How to do full outer join? run multiqc

complexgenome · May 20, 2024, 10:43pm

Dear developers,

I’ve two data types: WES and RNA; per-sample DNA have tumor and normal, while RNA has tumor only.
I run the WES pipeline hiding tumor normal as long as possible, at later stages I create branch and do a join as needed.

In order to run multiqc per-sample there are wes tumor and wes normal, that will be joined and similarly applybqsr files.
There are RNA data as well, however, not all WES samples have RNA.

I’ve multiple channels: fastp_wes_tumor, fastp_wes_normal, fastp_tumor_rna and wes_applybqsr_normal, wes_applybqsr_tumor and such.

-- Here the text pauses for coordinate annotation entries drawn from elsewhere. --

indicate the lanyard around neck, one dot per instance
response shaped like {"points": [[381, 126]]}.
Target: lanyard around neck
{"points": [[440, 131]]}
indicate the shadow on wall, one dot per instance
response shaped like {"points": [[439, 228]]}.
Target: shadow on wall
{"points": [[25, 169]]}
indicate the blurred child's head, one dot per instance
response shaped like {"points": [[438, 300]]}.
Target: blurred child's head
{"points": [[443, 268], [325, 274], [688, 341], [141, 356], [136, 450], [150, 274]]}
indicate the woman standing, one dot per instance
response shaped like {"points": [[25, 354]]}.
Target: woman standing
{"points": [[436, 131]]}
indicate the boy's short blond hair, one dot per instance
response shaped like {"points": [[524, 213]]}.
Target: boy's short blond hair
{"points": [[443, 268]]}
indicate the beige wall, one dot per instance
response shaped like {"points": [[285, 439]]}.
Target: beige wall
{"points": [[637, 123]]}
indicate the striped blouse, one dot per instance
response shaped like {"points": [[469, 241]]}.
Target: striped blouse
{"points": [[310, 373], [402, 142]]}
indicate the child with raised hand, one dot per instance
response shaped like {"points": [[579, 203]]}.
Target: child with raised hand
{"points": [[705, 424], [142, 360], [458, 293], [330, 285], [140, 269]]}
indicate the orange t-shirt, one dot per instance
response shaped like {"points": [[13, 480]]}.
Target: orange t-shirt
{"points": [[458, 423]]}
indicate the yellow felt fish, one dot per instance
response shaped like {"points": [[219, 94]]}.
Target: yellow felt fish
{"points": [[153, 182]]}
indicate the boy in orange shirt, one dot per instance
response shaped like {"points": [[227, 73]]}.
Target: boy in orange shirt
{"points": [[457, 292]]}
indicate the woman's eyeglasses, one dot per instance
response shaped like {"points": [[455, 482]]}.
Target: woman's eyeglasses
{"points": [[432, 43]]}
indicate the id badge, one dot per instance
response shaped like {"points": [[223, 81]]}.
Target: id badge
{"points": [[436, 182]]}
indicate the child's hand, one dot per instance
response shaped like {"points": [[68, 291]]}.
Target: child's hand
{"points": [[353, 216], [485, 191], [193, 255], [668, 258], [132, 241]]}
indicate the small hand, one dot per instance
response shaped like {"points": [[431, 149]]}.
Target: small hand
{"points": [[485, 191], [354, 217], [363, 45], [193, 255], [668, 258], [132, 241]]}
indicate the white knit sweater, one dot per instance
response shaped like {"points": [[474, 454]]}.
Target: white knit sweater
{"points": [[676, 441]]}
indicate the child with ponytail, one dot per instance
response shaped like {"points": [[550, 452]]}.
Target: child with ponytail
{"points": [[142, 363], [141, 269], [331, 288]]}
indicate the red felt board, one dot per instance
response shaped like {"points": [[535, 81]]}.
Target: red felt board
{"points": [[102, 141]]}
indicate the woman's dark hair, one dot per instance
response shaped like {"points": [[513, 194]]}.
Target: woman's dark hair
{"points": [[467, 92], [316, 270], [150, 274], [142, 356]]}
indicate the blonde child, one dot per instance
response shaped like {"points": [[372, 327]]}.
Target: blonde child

I’d like to run multiqc on all samples whether there’s RNA data available or otherwise.

I’ve following code:

  ch_fastp_normal = Channel.of(
    [ [batch:'SEMA-MM-001', timepoint:'MM-0486-T-01', tissue:'normal', sequencing_type:'wes'], 
    tuple( file('normal_wes_fastq1.gz'),file('normal_wes_fastq2.gz')),file('1_normal.html'),file('1_normal.json') ],
    [ [batch:'SEMA-MM-001', timepoint:'MM-0487-T-01', tissue:'normal', sequencing_type:'wes'], 
    tuple( file('normal_wes_fastq1.gz'),file('normal_wes_fastq2.gz')),file('1_normal.html'),file('1_normal.json') ]
)

ch_fastp_tumor = Channel.of(
    [ [batch:'SEMA-MM-001', timepoint:'MM-0486-T-01', tissue:'tumor', sequencing_type:'wes'], 
    tuple( file('tumor_wes_fastq1.gz'),file('tumor_wes_fastq2.gz')),file('1_tumor.html'),file('1_tumor.json') ],
    [ [batch:'SEMA-MM-001', timepoint:'MM-0487-T-01', tissue:'tumor', sequencing_type:'wes'], 
    tuple( file('tumor_wes_fastq1.gz'),file('tumor_wes_fastq2.gz')),file('1_tumor.html'),file('1_tumor.json') ]
)

ch_rna_fastp_tumor = Channel.of(
    [ [batch:'SEMA-MM-001', timepoint:'MM-0486-T-01', tissue:'rna', sequencing_type:'wes'], 
    tuple( file('rna_fastq1.gz'),file('rna_fastq2.gz')),file('1_rna.html'),file('1_rna.json') ]
)

  ch_fastp_normal.map{meta,reads_fq,html,json->["${meta.timepoint}", meta,reads_fq,html,json]}
  .join(ch_fastp_tumor.map{meta3,reads_fq3,html3,json3->["${meta3.timepoint}", meta3,reads_fq3,html3,json3]})
  .join(ch_rna_fastp_tumor.map{meta2,reads_fq2,html2,json2->["${meta2.timepoint}", meta2,reads_fq2,html2,json2]}, failOnMismatch:false, failOnDuplicate:true)
  .view()

  ch_fastp_normal.map{meta,reads_fq,html,json->["${meta.timepoint}", meta,reads_fq,html,json]}
  .join(ch_fastp_tumor.map{meta3,reads_fq3,html3,json3->["${meta3.timepoint}", meta3,reads_fq3,html3,json3]})
  .join(ch_rna_fastp_tumor.map{meta2,reads_fq2,html2,json2->["${meta2.timepoint}", meta2,reads_fq2,html2,json2]}, failOnMismatch:false, failOnDuplicate:true)
  .groupTuple()
.multiMap { pid, meta1, reads_fq,html,json, meta3, reads_fq3,html3,json3,meta2, reads_fq2,html2,json2->
   normal_fastp: [ meta1[0], reads_fq,html,json ] 
    tumor_fastp: [ meta3[0], reads_fq3,html3,json3,meta2]
    rna_fastp: [ meta2[0], reads_fq2,html2,json2]
    }
	.set { ch_merged_fastp }
    ch_merged_fastp.normal_fastp.view()

I do join but sample MM-0487-T-01 is left out.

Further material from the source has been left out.